Did you know that you might be eating it every day?
Many food products contain citric acid, a harmless sounding ingredient. It is widely used as a preservative to extend shelf life and prevent spoiling. It also enhances savory flavors with it’s acidic and slightly sour taste, and induces cravings by intensifying the other flavors in the food.
Technically, citric acid is a form of vitamin C, so it seems innocuous enough – perhaps even making one imagine citrus fruit and fresh orchards as sources for this chemical.
Unfortunately, the actual picture behind citric acid is a little grimmer and darker. Although citric acid is a naturally occurring substance found in citrus fruits like lemons, oranges and grapefruit, in reality, the citric acid used as a food additive is a hidden genetically modified (GMO) ingredient manufactured using the mold Aspergillus niger that feeds on corn syrup and glucose. It has been known to set off allergenic responses for sensitive consumers.

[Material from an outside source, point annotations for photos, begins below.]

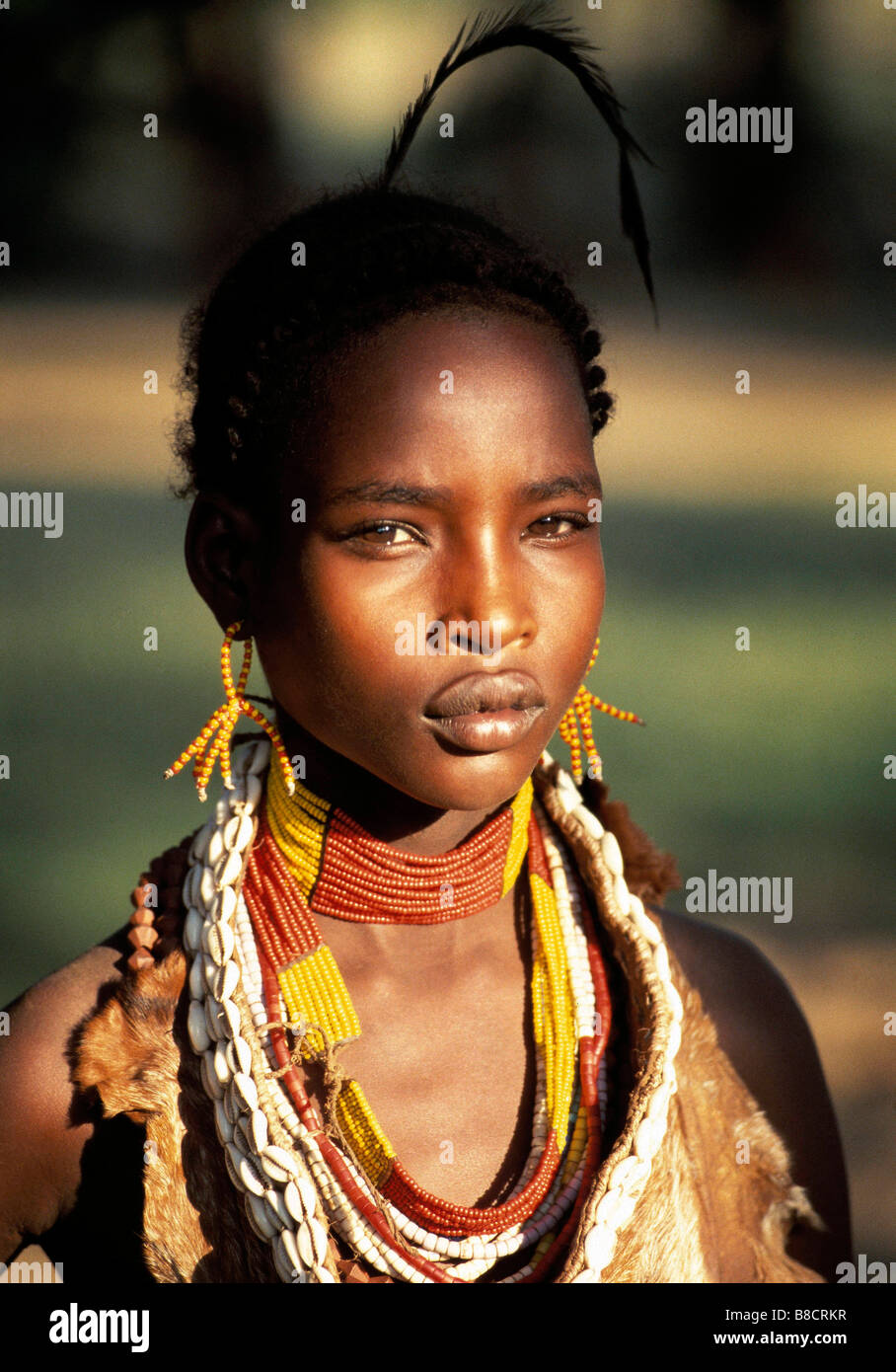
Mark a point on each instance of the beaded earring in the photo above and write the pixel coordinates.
(579, 718)
(224, 721)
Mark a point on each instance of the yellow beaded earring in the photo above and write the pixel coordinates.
(579, 717)
(224, 721)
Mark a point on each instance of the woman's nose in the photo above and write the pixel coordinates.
(490, 607)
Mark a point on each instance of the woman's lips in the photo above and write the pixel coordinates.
(485, 731)
(485, 713)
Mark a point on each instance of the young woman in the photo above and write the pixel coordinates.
(398, 1010)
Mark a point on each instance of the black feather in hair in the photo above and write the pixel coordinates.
(535, 25)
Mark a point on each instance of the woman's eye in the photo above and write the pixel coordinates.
(385, 534)
(559, 526)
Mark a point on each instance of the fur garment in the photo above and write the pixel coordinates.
(703, 1214)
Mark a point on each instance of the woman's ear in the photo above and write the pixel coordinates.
(222, 548)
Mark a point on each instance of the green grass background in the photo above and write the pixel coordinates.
(761, 763)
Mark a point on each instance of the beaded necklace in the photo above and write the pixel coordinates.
(294, 1181)
(305, 858)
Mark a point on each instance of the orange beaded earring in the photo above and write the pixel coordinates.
(224, 721)
(579, 717)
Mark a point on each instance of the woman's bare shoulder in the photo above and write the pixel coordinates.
(44, 1124)
(766, 1036)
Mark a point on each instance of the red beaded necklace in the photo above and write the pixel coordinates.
(290, 946)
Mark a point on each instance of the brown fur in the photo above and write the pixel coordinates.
(702, 1217)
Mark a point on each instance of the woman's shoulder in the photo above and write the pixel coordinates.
(46, 1122)
(42, 1129)
(767, 1040)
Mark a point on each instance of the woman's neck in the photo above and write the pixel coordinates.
(387, 813)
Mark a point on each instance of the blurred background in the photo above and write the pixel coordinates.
(719, 507)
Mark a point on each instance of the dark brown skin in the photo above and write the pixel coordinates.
(446, 1055)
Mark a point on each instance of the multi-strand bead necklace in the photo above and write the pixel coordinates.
(291, 1192)
(312, 857)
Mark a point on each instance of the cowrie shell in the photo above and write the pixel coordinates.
(259, 1216)
(224, 904)
(281, 1259)
(229, 1017)
(218, 942)
(305, 1246)
(216, 848)
(238, 832)
(192, 929)
(210, 971)
(278, 1212)
(292, 1252)
(196, 1027)
(213, 1021)
(250, 1179)
(209, 1079)
(196, 978)
(319, 1241)
(242, 1171)
(232, 1105)
(222, 1125)
(246, 1091)
(228, 869)
(257, 1131)
(190, 885)
(224, 980)
(278, 1165)
(308, 1193)
(222, 1069)
(206, 886)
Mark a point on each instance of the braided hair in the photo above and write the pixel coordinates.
(261, 354)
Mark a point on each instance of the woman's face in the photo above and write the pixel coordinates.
(434, 612)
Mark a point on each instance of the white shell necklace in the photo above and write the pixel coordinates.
(272, 1158)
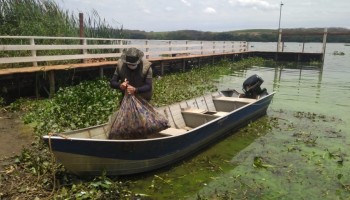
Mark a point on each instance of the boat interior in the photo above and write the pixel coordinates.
(182, 116)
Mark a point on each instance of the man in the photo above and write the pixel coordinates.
(133, 74)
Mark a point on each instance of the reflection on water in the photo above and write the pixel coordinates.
(307, 151)
(303, 140)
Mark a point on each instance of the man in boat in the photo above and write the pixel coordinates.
(133, 74)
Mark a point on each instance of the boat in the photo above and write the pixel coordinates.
(194, 124)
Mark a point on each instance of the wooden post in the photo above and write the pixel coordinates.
(183, 65)
(201, 47)
(224, 47)
(279, 40)
(214, 47)
(81, 32)
(84, 50)
(186, 47)
(302, 51)
(32, 42)
(161, 68)
(37, 87)
(101, 71)
(324, 44)
(147, 49)
(52, 83)
(170, 49)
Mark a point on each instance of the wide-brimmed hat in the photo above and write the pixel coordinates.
(132, 56)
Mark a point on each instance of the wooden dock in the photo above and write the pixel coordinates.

This process was discovered in the early 1900s by food chemist James Currie and to this day most manufactured citric acid is made through the same method of fermenting mold with GMO corn.
The process is a complicated, technical and often secretive and competitive one, beginning with highly processed corn syrup, moving on to the fermentation process using a genetically modified strain of Aspergillus niger (black mold), which causes the catabolism of glucose sugar by the mold, which then results in secretion of citric acid into the culture broth.
While the FDA has labelled manufactured citric acid as “Generally Recognized as Safe” (GRAS), it may be a good idea to start reading your food labels and finding out more about the potential dangers of this “harmless” food ingredient.